Tories should not shrink from reform of planning

By-elections are the intrigue of British politics. Although a surprise victory can be completely fleeting – many of the best known will be reversed in the next general election – a shock result can have an exorbitant impact. The amazing Liberal Democratic victory in Chesham and Amersham has just such potential. In the 2019 general election, the Tories had more than 55 percent of the vote. On Friday, they woke up and found that their support had fallen to just over a third.

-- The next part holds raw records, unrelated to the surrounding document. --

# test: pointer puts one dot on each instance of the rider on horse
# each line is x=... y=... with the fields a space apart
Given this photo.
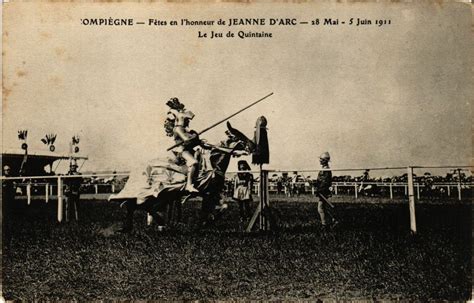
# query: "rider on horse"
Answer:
x=177 y=126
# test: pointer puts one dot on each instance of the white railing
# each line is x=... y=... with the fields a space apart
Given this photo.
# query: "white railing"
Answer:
x=409 y=186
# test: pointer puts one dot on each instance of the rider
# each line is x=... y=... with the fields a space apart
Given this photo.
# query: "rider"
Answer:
x=323 y=186
x=177 y=126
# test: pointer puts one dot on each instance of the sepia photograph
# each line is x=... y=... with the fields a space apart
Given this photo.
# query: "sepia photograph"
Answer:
x=237 y=151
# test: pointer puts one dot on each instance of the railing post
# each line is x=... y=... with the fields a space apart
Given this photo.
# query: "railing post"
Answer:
x=60 y=200
x=149 y=219
x=411 y=199
x=28 y=193
x=459 y=185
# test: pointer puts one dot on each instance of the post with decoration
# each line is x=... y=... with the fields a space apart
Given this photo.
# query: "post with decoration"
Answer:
x=411 y=200
x=260 y=156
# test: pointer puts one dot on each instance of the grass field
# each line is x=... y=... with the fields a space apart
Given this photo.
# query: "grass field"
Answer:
x=369 y=255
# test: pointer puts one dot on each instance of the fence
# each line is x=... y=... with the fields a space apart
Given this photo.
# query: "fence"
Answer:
x=48 y=185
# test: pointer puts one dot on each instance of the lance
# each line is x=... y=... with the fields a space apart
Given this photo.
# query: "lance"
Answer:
x=223 y=120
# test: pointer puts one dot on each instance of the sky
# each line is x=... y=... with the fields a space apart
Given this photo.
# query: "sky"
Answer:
x=373 y=96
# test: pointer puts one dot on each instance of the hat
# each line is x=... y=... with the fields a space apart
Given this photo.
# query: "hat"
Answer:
x=325 y=156
x=244 y=163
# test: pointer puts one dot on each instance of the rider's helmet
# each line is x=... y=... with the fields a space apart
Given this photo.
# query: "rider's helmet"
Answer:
x=174 y=103
x=325 y=156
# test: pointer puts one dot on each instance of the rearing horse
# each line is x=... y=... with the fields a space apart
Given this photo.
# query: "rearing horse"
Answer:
x=210 y=183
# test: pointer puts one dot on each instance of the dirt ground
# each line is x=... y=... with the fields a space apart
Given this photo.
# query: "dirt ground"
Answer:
x=370 y=254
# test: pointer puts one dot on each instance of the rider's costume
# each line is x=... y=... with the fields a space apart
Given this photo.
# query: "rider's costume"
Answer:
x=181 y=133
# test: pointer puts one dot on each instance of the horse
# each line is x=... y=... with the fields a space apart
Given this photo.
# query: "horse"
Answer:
x=210 y=183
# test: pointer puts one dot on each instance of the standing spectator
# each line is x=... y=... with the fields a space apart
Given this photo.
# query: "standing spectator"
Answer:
x=72 y=191
x=323 y=187
x=243 y=184
x=294 y=184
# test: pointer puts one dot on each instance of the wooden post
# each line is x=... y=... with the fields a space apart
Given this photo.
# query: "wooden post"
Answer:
x=264 y=224
x=411 y=200
x=46 y=192
x=263 y=203
x=60 y=200
x=459 y=184
x=149 y=219
x=28 y=193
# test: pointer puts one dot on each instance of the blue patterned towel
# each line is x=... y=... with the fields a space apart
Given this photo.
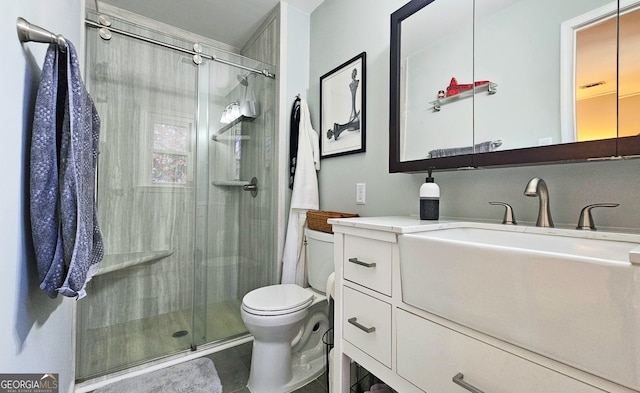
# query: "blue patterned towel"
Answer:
x=64 y=151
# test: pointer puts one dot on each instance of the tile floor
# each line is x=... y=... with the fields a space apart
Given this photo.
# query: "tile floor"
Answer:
x=233 y=366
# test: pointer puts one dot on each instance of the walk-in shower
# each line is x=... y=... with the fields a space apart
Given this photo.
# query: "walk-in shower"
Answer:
x=184 y=240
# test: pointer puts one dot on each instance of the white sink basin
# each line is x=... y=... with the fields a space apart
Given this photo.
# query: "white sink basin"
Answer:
x=569 y=295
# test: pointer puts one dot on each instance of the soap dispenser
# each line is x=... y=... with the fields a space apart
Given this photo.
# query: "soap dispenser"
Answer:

However, this turn is pre-marked. Both conservatives win in the north the industrialized port town of Hartlepool and their loss in Chesham and Amersham, a seat for commuting belts in the south of England, are signs of a structural shift in British politics. The progressive parties, the Lib Dems and Labor, are gaining ground in the traditional Tory heartlands of the south, while the Conservatives are making progress in the north and midlands.

Nevertheless, the conditions were favorable for the Lib Dems, Britain’s largely capable center party. Chesham and Amersham voted to stay in the EU referendum in 2016, and the Lib Dems have made significant progress there in local elections. The match, caused by the death of the current sitting MP, offers a free protest vote against a government whose majority is safe.

Most importantly, however, there was something to protest about. The seat is at the forefront of two important planning issues. The first is the High Speed ​​Two track project; the second and probably more crucial is the government’s desire to expand house building in the south.

The latter must be achieved through reform of planning and centrally directed housing construction targets for councils. A number of conservative MPs in the south, including former Prime Minister Theresa May, are deeply concerned about these proposals. There is enough to threaten the government’s majority, and they have already obtained concessions. A victory for the Liberal Democrats in Chesham and Amersham will give these rebels ammunition.

This concern responds to the deeper fear among southern Tories that the party leadership is simply neglecting these areas, in the same way that Labor takes some for granted. supporters in the north. As a result, Chesham and Amersham could shift the Tory leadership into a course correction. Some acknowledgment of the problem would be wise – not least because it always makes sense to pay attention to voters – but an overreaction that would lead to a significant decline in house building would be a mistake.

The United Kingdom housing shortage is an urgent matter which should address any government with a serious commitment to the construction of hundreds of thousands of new homes. No planning reform or HS2 should be abandoned. Conservatives also need to think about their long-term interests: a lack of affordable housing in the south-east, especially in London, is one of the reasons why younger, more left-wing voters deeper into the suburbs and probably withholds them more conservatively as they get older.

Nevertheless, politics requires ministers to pay attention to the tendency towards development on their own back seats. The government may need to be less centralized and give more weight to the additional infrastructure – schools, hospitals, transport, etc. – that is being demanded by population growth. There are undoubtedly compromises regarding the planning reforms that can be offered. Ultimately, however, not all worries can be alleviated, and the government should not collapse. New homes are needed and need to be built.